Electric shower stopped whilst kettle boiling

So I experimented with the shower and turned on the kitchen mixer tap. When turning the tap on, the shower flow decreases somewhat and the temperature goes up, but it is nothing like this morning, as there is still a proper flow. I still think this morning the flow looked like the trickle when switching the unit off.
I guess if it is safe I should experiment now with a high electric load (e.g. kettle or induction hob). Is it safe to try this?
 
If your shower is working ,you don't really need to experiment any further ,just continue to use it as usual. If there is an ongoing issue it will re surface ,and you can address it then. There isn't much point trying to identify a fault ,whilst everything is actually working as it should.
 
It may just be that your supply had problems at that time - there may have been some works going on down the road that have now finished.
The design of the shower should cope with it, disabling itself to reduce the possibility of harm, wont help if you just got a nice lather on your head though. :)
 
Filling a kettle or in fact any other drawing of cold water, will cause the cold water pressure to fall. If an modern electric shower is in use at the time, then the shower has built in detection of low pressure and will cut itself off. All quite normal.
 
UPDATE: The shower just cut out again. This time without any kettle being boiled, so no extra electrical load or any taps running.
I guess it means the shower is at fault (in winter of course, just after the old boiler packing up in late February!).

So what do I do now, replace the shower or try a cheap repair of some kind (thermal cut-out?).

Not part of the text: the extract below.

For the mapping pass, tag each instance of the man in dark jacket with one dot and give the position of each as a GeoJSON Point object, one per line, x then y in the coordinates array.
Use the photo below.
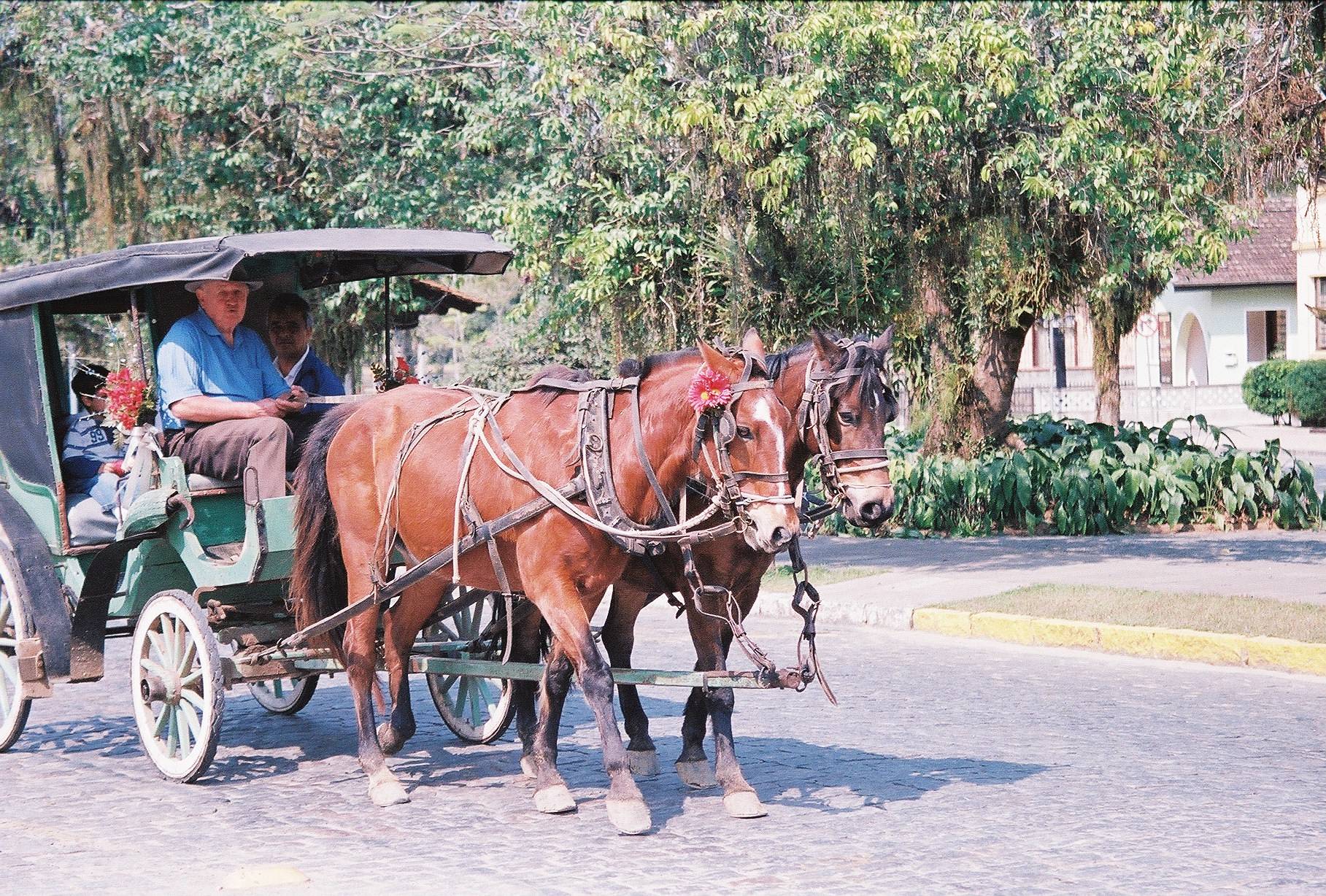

Ideally I'd drop the electric shower and run one of the new combi-boiler. But the complication is, the bath taps are at the other end, so there is not any hot water pipe right where the shower currently is, and it does not look like there is enough space to bring a pipe up on this side of the bath (the electric shower's cold feed appears in the middle of the back wall out of tiles). The other side of the bath is not against a wall but there is a boxed-in section of about 35cms to the outside wall (and a window). I could perhaps install the shower on the side wall, but then I don't know what to do for a bath shower screen (is there such a thing as a big L running across the bath and then she side of the tub facing the room??). Or I'd need to move/change the bathtub towards the outside wall with the window, but this would be a major job which wouldn't want to attempt by myself. Getting someone in for this would be difficult on short notice I guess (now lockdown, soon tier 3)...
 
Triton enrich 8.5 kw around 50 quid, just fit a new one , not worth faffing about with.
 
UPDATE: The shower just cut out again. This time without any kettle being boiled, so no extra electrical load or any taps running.
I guess it means the shower is at fault (in winter of course, just after the old boiler packing up in late February!).

Check there is enough flow out of the shower, is the flexible pipe or the head blocked with limescale? Perhaps the shower itself is becoming choked with limescale. Soaking in citric acid/ lemon juice/ white vinegar will quickly dissolve limescale.

[EDIT] The usually have a filter on the water input, to catch debris - check the filter is clear.